In [1]:
import pandas as pd
import numpy as np

import warnings
warnings.filterwarnings('ignore')

import socceraction

from statsbombpy import sb

In [2]:
from socceraction.data.statsbomb import StatsBombLoader

path = 'D:\Football Data Science\Data\Event\Statsbomb\data'

api = StatsBombLoader(getter="local", root=path)

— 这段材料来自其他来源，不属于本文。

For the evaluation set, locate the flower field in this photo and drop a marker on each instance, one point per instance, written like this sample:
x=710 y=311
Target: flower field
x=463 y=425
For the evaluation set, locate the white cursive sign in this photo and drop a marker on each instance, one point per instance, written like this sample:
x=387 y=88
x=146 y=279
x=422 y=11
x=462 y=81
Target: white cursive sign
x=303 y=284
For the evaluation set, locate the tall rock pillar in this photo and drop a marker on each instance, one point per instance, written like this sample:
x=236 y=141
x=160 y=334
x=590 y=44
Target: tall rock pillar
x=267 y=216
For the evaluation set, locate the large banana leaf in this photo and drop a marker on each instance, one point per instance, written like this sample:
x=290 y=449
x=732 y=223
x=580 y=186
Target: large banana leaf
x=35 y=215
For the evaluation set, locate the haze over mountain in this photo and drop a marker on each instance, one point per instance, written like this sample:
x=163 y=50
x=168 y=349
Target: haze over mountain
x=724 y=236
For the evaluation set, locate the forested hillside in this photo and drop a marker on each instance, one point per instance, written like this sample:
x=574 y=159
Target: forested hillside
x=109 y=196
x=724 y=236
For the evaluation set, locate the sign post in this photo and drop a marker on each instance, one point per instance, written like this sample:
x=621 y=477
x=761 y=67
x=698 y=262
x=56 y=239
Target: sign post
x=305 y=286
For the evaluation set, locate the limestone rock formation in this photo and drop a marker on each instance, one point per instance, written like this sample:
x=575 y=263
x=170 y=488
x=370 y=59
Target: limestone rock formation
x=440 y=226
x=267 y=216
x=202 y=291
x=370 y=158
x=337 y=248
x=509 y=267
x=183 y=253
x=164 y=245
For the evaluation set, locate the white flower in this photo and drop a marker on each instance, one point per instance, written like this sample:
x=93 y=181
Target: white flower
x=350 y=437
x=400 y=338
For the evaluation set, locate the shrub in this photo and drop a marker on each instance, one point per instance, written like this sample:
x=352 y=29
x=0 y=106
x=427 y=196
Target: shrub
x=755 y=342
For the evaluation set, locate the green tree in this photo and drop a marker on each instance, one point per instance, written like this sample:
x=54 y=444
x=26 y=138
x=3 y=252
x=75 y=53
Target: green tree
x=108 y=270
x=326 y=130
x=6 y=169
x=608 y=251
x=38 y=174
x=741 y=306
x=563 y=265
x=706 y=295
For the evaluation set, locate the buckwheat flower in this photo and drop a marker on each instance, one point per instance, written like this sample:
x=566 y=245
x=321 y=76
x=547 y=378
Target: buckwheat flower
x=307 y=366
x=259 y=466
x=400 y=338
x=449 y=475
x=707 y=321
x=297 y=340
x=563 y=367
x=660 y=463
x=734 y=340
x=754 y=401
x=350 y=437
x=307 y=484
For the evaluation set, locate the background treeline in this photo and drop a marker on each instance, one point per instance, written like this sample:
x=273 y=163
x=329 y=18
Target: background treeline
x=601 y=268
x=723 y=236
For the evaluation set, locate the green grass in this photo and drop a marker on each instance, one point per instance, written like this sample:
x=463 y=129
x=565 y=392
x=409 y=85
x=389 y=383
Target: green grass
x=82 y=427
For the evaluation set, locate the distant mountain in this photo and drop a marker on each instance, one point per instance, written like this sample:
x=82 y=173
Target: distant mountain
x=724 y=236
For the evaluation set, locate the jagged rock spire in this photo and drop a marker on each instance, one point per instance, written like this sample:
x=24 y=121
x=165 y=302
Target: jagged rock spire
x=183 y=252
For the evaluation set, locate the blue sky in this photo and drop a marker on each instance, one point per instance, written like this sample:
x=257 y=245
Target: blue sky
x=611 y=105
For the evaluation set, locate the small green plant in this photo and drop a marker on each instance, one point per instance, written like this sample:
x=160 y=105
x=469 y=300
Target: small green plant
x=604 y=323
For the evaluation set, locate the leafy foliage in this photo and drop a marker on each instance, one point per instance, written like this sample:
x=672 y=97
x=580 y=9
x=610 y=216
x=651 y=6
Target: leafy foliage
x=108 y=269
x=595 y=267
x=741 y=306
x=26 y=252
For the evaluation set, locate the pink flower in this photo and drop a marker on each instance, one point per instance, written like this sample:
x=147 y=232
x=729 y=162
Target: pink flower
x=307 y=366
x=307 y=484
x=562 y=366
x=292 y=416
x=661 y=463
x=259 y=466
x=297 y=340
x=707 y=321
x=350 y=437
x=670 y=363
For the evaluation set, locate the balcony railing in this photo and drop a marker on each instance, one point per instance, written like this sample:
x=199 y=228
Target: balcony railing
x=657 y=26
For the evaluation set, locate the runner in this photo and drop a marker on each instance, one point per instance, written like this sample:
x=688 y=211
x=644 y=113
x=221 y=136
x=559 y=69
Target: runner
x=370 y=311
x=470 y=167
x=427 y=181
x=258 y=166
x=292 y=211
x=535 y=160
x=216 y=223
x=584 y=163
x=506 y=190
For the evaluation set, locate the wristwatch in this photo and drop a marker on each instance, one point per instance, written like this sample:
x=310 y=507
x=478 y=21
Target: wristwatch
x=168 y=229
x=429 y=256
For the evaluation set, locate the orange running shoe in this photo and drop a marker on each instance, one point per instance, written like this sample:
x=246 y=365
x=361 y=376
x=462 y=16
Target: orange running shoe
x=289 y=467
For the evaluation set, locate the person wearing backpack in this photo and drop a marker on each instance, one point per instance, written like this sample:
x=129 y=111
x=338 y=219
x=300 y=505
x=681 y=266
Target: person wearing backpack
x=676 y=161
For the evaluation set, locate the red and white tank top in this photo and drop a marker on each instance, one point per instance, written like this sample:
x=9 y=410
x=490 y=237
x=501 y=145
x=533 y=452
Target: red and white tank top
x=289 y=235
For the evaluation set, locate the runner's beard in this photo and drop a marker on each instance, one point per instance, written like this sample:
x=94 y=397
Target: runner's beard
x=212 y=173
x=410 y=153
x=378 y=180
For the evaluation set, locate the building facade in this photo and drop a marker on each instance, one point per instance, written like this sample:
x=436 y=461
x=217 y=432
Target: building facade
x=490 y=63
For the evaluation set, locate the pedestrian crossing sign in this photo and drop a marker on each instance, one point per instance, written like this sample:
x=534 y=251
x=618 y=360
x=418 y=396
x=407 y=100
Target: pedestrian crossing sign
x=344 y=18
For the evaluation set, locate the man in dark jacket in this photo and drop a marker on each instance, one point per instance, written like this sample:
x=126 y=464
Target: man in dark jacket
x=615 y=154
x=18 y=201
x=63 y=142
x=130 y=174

df_games = api.games(competition_id=11, season_id=27) # 西甲2015/2016赛季

df_games.head(3)

Unnamed: 0,game_id,season_id,competition_id,competition_stage,game_day,game_date,home_team_id,away_team_id,home_score,away_score,venue,referee
0,3825848,27,11,Regular Season,5,2015-09-23 20:00:00,221,322,2,2,Estadio Ciudad de Valencia,
1,3825895,27,11,Regular Season,5,2015-09-23 22:00:00,208,213,2,0,Estadio de Gran Canaria,Carlos del Cerro Grande
2,3825894,27,11,Regular Season,36,2016-05-01 18:15:00,219,216,0,2,Estadio Abanca-Riazor,Carlos Clos Gómez


In [3]:
def new_label(df_events, df_atomic_actions, k=10, m=10):
    
    # 对于score / goal：典型的atomic-SPADL发生方式是 shot(label = xG) -> goal(label = 1)
    # 对于concede / owngoal：典型的atomic-SPADL发生方式是 badtouch(label = 0) -> owngoal(label = 1)
    # 处理方法：xG需要往前递推k个标签（或者碰到别的已有标签），而goal不需要（因为前面一个一定是shot）
    # 但owngoal需要往前递推m个标签（或者碰到别的已有标签）
    # 所以先将goal / owngoal分别填入score / concede，再从上到下处理每个xG和concede
    # 即对于每个xG：如果前序action的team_id与xG的team_id一致则填进score=xG；如果不一致则填进concede=xG
    # 对于每个owngoal：如果前序action的team_id与xG的team_id一致则填进score=1；如果不一致则填进concede=1
    # 经过以上处理，goal(1) / owngoal(-1) / xG全部都被纳入label里面
    
    shots = df_events[df_events['type_name'] == 'Shot']
    xGs_shot = pd.DataFrame({'original_event_id':shots['event_id'].tolist(),
                             'xG':pd.DataFrame([x['shot'] for x in shots['extra']])['statsbomb_xg'],
                             'type_name':'shot'})
    xGs_penalty = pd.DataFrame({'original_event_id':shots['event_id'].tolist(),
                             'xG':pd.DataFrame([x['shot'] for x in shots['extra']])['statsbomb_xg'],
                             'type_name':'shot_penalty'})
    xGs_freekick = pd.DataFrame({'original_event_id':shots['event_id'].tolist(),
                             'xG':pd.DataFrame([x['shot'] for x in shots['extra']])['statsbomb_xg'],
                             'type_name':'shot_freekick'})
    xGs = pd.concat([xGs_shot, xGs_penalty, xGs_freekick])
    xGs = pd.merge(df_atomic_actions, xGs, on=['original_event_id', 'type_name'], how='left')[['team_id','xG']]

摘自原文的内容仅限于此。